Error 502 Bad Gateway
This error occurs during overloaded situations, alot of websites have a custom "oops" page or something similar. Our webserver(Nginx) passes web pages requests to workers (in our case PHP) and if they are busy if will result in a 502.
Our old webserver(lighttpd) would handle this situation differently. It would make it appear the browser was trying to load the page and eventually timeout, as if the site wasn't even up.
I haven't worked on the site during the break but I'm aware of the 502 and addressing it, even before the break. I have audited the access logs for the site and found a few things. Firstly I am now blocking a few IPs found hammering the site. Google bots hit the site at about 4 reqs/second which the site can handle but the crawl rate is higher than what Google documented so I sent them a message. We get a ton of reqs from Guildwork plugin users. I isolated GW requests to a separate worker pool in hopes it doesn't interfere with the sites main worker pool. Each time an item tooltip is loaded, it makes a request. I configured Nginx to cache this so that it doesn't hit PHP at all (that was a big one). The worker pools had a backlog setting default of 128 requests, I upped it to 5000. The shout page is very popular, it appears some 3rd party program is accessing shout data. It should be blocked now. If someone wants shout data for 3rd party use, ask Guildwork.com I'm considering making that page for authenticated users only. I also started using the DB slave for achievement point calculations.
According to the logs through December, 502 would occur in 5-20min intervals. As of my changes it hasn't occurred, which is about 24 hours as of this post. Traffic has increased to the website in Dec due to a number of factors. The catch-22 in making the site faster is request volume can increase and you can find yourself back with the 502. Increasing volume is a good problem to have though. The site has plenty of hardware power for now so I'm focusing on optimizations. I'm not going to lie, the site can use plenty of optimizing.

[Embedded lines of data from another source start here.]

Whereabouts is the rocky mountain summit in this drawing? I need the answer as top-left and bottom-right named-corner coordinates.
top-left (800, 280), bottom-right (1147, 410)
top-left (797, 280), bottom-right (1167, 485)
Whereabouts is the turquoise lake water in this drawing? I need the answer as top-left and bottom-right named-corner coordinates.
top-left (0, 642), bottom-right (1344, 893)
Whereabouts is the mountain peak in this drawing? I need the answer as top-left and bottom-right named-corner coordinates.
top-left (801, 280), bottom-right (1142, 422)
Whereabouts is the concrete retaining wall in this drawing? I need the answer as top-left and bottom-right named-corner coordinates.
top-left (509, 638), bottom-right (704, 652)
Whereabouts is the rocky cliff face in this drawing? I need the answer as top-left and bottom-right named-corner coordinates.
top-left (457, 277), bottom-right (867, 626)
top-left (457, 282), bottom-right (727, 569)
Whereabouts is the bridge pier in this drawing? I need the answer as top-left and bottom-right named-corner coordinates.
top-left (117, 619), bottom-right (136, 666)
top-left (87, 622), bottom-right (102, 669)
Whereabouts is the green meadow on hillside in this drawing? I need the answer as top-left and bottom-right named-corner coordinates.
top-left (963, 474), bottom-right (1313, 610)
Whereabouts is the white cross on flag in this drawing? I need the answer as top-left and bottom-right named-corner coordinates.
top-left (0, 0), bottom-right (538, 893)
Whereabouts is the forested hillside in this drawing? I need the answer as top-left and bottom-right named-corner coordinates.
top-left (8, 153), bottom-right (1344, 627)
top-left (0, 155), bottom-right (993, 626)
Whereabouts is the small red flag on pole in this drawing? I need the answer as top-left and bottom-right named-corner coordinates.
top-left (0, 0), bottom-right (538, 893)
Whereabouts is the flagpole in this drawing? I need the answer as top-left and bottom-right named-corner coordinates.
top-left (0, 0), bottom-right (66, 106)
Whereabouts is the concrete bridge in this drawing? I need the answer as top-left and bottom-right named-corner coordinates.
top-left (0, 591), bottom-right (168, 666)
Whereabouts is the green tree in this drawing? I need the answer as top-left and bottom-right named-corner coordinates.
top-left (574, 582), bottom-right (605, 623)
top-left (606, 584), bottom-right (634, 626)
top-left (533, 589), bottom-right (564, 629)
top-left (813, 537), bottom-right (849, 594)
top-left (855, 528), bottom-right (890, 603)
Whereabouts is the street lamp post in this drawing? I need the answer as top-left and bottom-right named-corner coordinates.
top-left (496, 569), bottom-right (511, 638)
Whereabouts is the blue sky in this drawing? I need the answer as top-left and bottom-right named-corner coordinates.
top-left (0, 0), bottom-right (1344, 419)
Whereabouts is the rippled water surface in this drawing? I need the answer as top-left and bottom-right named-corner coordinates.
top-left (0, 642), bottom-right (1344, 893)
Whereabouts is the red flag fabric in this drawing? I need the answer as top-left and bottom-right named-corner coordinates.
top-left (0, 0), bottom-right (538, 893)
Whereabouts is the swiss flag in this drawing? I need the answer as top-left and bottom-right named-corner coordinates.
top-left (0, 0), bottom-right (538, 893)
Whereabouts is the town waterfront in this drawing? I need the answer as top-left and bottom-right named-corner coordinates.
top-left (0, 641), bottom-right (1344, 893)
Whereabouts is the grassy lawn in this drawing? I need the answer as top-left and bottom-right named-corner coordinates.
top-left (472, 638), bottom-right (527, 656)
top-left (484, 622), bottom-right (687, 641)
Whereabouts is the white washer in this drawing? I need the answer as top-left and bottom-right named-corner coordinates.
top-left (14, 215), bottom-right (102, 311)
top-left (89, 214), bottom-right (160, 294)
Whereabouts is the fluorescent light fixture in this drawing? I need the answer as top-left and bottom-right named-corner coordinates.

This post is in response to a few people concerned with it and some thinking I'm not doing anything about it. This site isn't a wordpress, vbulletin or other cms that I can just throw a prepackaged caching solution or plugin in front of it. I aim to make Guildwork data, AH transactions and stock available as soon as it comes in. We are doing a lot of data collection and processing on the backend, over half of database queries are inserts! Considering the amount of reads we get, it's significant. When a 502 occurs, I will have it contact me and I will investigate.